あだ名禁止の理由は、「人から呼ばれて嫌なあだ名を封じ、嫌な思いをする生徒を出さない」ためです。

あだ名を禁止すれば、心ないあだ名をきっかけにしたトラブルはなくなります。トラブル処理に時間がかかるということもあって(ただでさえ教員は超過勤務)、学校が禁止と掲げる方針には痛いほど理解できます。

”さん付け奨励”の理由は「より平等になり、性的マイノリティーの人々への配慮になる」ためです。

「〇〇くん、〇〇ちゃん」の呼び方は、その人を”下に見ている”というニュアンスになってしまうのかもしれません。

性の多様性が提唱されている今、「くん」と呼ばれたくない男子に「くん」と言ってしまうと、その生徒はかわいそうです。

現在私は中1を担当している教員ですが、男子生徒も女子生徒も、クラスメイトのことを ”さん付け” で呼んでいる生徒が多いです。

また小学校の先生の指導の賜物なのか、授業中など公の場(public)では「さん付け」、休み時間など(private)では「あだ名」で呼んでいる生徒もちらほらいます。
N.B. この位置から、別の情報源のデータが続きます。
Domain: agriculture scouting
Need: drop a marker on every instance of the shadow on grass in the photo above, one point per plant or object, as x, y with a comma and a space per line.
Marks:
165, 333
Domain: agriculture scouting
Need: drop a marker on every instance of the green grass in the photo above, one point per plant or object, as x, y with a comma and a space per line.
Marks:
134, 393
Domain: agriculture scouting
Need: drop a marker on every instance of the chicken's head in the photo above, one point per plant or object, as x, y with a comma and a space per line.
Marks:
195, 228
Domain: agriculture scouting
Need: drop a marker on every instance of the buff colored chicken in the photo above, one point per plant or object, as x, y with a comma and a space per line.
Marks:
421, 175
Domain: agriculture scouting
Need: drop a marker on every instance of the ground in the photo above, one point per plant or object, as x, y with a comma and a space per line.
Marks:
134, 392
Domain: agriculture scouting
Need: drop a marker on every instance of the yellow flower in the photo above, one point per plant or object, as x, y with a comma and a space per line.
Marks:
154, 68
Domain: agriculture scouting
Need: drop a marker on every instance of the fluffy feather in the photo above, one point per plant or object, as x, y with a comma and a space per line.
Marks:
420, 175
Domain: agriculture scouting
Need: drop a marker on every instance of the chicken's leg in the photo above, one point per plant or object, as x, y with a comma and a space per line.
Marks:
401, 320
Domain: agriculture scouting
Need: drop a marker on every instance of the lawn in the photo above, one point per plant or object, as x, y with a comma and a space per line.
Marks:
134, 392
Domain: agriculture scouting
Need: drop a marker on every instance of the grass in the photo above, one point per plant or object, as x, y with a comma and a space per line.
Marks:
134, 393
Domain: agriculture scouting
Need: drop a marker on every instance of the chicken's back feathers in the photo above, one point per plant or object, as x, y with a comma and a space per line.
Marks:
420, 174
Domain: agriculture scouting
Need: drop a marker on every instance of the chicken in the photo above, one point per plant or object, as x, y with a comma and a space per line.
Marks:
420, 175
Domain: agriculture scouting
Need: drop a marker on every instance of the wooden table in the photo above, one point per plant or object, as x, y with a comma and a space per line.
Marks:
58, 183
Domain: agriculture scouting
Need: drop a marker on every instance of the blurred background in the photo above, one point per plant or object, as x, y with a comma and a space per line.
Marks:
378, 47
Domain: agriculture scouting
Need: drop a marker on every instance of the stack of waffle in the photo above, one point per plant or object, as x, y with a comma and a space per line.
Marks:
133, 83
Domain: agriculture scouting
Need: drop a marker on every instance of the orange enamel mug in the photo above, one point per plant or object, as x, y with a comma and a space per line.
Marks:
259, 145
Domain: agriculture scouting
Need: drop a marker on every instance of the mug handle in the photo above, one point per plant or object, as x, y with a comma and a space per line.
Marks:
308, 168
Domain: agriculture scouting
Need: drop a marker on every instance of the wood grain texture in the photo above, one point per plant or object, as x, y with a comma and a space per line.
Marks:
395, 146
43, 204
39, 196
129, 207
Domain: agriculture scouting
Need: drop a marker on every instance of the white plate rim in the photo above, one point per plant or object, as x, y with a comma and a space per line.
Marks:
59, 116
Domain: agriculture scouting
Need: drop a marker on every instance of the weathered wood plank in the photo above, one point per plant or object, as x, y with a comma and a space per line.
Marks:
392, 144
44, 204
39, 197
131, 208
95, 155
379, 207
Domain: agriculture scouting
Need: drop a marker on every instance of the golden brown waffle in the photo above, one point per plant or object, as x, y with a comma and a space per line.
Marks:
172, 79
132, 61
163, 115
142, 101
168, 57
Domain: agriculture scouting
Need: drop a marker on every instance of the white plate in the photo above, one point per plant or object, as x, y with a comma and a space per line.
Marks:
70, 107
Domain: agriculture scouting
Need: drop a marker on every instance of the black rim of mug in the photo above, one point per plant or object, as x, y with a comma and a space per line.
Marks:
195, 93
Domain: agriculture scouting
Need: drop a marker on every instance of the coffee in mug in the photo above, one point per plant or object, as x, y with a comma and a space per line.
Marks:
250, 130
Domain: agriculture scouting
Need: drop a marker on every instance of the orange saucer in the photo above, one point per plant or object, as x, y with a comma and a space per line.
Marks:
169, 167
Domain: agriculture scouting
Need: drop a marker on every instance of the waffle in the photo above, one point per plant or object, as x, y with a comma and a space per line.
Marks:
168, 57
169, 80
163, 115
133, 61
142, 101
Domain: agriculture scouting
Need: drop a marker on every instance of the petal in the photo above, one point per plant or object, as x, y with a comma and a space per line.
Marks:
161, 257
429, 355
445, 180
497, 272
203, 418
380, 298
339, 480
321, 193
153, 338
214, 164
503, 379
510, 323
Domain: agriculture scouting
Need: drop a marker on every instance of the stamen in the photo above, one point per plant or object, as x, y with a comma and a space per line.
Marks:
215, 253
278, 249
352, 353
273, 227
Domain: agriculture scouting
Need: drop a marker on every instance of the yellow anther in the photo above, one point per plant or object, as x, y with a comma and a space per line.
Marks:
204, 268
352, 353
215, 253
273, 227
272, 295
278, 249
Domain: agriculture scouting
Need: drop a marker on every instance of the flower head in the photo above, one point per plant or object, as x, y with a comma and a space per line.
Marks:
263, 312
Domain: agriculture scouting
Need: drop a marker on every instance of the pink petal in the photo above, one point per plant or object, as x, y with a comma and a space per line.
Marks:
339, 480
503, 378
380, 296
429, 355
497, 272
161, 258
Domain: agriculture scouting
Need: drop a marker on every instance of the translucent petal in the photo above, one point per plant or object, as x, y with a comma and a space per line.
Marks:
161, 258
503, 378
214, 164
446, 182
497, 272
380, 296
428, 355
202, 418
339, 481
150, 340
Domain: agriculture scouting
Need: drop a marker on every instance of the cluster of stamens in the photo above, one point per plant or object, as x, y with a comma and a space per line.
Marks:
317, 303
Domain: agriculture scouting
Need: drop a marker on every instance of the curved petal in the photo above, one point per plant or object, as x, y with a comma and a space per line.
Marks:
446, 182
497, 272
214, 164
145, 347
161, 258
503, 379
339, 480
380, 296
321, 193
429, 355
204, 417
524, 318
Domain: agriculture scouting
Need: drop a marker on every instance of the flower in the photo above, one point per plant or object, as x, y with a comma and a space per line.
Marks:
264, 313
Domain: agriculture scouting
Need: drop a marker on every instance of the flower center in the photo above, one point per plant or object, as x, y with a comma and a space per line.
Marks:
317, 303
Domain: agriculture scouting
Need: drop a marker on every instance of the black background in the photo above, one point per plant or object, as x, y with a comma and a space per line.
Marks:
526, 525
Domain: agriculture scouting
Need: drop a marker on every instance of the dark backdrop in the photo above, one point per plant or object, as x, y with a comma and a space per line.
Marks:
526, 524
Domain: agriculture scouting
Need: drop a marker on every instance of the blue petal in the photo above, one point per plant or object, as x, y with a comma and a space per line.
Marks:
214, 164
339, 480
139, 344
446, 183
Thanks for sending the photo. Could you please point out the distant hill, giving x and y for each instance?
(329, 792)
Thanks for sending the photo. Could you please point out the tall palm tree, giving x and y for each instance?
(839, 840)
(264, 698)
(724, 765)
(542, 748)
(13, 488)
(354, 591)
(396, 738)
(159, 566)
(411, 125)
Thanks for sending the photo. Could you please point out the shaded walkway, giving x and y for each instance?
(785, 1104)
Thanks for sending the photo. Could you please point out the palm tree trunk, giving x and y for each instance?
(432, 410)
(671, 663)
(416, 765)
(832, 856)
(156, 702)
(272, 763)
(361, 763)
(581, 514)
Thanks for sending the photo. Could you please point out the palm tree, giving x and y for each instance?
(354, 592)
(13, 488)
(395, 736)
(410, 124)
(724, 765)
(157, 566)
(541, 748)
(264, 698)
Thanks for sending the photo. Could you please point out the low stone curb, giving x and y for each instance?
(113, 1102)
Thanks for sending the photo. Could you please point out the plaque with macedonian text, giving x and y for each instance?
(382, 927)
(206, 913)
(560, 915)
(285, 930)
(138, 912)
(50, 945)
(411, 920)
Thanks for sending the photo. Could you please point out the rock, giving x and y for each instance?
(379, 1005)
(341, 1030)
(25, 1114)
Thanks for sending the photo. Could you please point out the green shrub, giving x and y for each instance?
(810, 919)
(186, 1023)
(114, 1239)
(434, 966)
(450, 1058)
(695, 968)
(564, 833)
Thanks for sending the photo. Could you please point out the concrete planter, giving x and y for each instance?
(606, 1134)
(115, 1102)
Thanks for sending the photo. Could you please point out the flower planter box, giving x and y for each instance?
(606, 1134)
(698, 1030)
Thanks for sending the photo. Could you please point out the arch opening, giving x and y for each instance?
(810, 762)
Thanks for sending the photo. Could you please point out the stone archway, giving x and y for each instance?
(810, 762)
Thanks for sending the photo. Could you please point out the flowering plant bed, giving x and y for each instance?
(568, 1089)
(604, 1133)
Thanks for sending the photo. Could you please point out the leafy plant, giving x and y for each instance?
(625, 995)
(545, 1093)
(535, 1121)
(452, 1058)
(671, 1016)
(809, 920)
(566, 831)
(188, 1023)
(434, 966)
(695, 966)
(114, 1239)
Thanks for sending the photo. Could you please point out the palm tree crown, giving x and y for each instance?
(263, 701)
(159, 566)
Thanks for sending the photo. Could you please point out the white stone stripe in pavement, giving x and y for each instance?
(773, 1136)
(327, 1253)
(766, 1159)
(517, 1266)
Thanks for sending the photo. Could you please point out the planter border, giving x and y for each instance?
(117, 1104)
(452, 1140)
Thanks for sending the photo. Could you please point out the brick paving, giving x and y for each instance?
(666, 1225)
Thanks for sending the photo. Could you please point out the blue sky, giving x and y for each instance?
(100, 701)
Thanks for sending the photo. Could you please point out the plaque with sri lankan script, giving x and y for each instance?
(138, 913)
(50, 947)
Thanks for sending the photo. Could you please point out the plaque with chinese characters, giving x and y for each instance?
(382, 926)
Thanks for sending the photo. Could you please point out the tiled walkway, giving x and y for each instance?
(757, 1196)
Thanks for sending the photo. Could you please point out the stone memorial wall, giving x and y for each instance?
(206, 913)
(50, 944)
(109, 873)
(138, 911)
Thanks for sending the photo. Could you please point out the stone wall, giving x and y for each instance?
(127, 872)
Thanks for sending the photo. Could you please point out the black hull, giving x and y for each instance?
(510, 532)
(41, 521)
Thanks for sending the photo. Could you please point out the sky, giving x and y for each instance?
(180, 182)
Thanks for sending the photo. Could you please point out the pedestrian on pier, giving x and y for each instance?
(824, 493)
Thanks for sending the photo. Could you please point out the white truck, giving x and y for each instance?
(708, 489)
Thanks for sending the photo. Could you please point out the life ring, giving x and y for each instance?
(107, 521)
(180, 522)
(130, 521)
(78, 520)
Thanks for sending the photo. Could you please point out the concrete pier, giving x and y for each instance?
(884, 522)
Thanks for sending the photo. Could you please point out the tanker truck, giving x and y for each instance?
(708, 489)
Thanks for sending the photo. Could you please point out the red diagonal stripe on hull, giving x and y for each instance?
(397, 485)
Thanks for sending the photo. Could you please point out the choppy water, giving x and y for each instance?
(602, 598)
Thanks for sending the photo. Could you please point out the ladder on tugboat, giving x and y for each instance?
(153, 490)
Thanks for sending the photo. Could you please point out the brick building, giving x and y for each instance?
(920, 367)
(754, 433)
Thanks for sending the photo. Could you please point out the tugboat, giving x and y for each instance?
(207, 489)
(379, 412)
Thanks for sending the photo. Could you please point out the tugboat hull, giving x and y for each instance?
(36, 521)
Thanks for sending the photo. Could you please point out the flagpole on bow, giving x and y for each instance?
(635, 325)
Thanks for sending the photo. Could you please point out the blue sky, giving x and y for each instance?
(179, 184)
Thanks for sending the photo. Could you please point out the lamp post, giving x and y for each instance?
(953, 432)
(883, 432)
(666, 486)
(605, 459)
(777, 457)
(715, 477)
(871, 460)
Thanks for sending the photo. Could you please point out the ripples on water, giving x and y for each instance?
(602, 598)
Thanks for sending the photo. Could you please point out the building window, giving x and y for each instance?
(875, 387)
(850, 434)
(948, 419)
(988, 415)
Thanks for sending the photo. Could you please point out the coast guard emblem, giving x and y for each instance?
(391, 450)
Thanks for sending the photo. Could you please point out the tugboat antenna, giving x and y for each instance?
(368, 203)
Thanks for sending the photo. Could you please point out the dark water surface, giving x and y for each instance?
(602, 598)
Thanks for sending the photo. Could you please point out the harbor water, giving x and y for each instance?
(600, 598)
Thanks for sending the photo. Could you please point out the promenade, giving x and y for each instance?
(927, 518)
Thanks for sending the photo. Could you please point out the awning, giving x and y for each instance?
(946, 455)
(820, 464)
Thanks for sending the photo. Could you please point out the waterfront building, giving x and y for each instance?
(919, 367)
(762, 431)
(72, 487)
生徒もうまく使い分けているようです。

■「自分の思い=相手が受け取る思い」ではない。

あだ名を全面的に禁止してしまうと、「あだ名をきっかけとしたトラブル」が生まれず、指導の機会がなくなります。

「人が嫌がることは言わない」なんてことは、子供は既に知っているのですが、「自分の言った思いと、相手の受け取る思いに違いがあること」ということを知らない生徒は多いです。

例えば・・・

名前が” ゆり ”である女子生徒が、友達から「ゆりあん」と呼ばれた。
友達は、フランクで呼びやすいあだ名であり、距離を縮めたいという思いだったが、当のゆりさんは「芸人にも同じ人がいるし、”ゆりあん”とは呼ばれたくない」という思いがあった。
例えばの事例

あだ名でのトラブルは、「自分の言った思いと、相手の受け取る思いに違いがあること」に身をもって気付くチャンスなのです。

■学校は摩擦が起きる場所

学校は、人との距離感をつかむ場所であるため、摩擦が起きて当然です。

摩擦を経験しながら、人との距離の取り方を理論だけでなく、肌で感じて、時には失敗して、学んでいくのです。

「伝えたことと、伝わったことに違いが生じるかも」という思考を 子供が大人になるまでに獲得すべきだと思っています。

そういう意味では、不毛だと感じていた 文字コミュニケーションで起きるトラブルも、子供の成長の糧となっていたのかも知れません。

自分の伝えた言葉が、どのように「伝わるか」という受け止め側への配慮ができれば、対人トラブルは減ります。

傷つく人が生まれてしまうトラブルを良しとはしません。

寂しいことです。

しかし、「どうしてトラブルになったか」の反省する機会がない方が、もっと寂しいことなのかもしれません。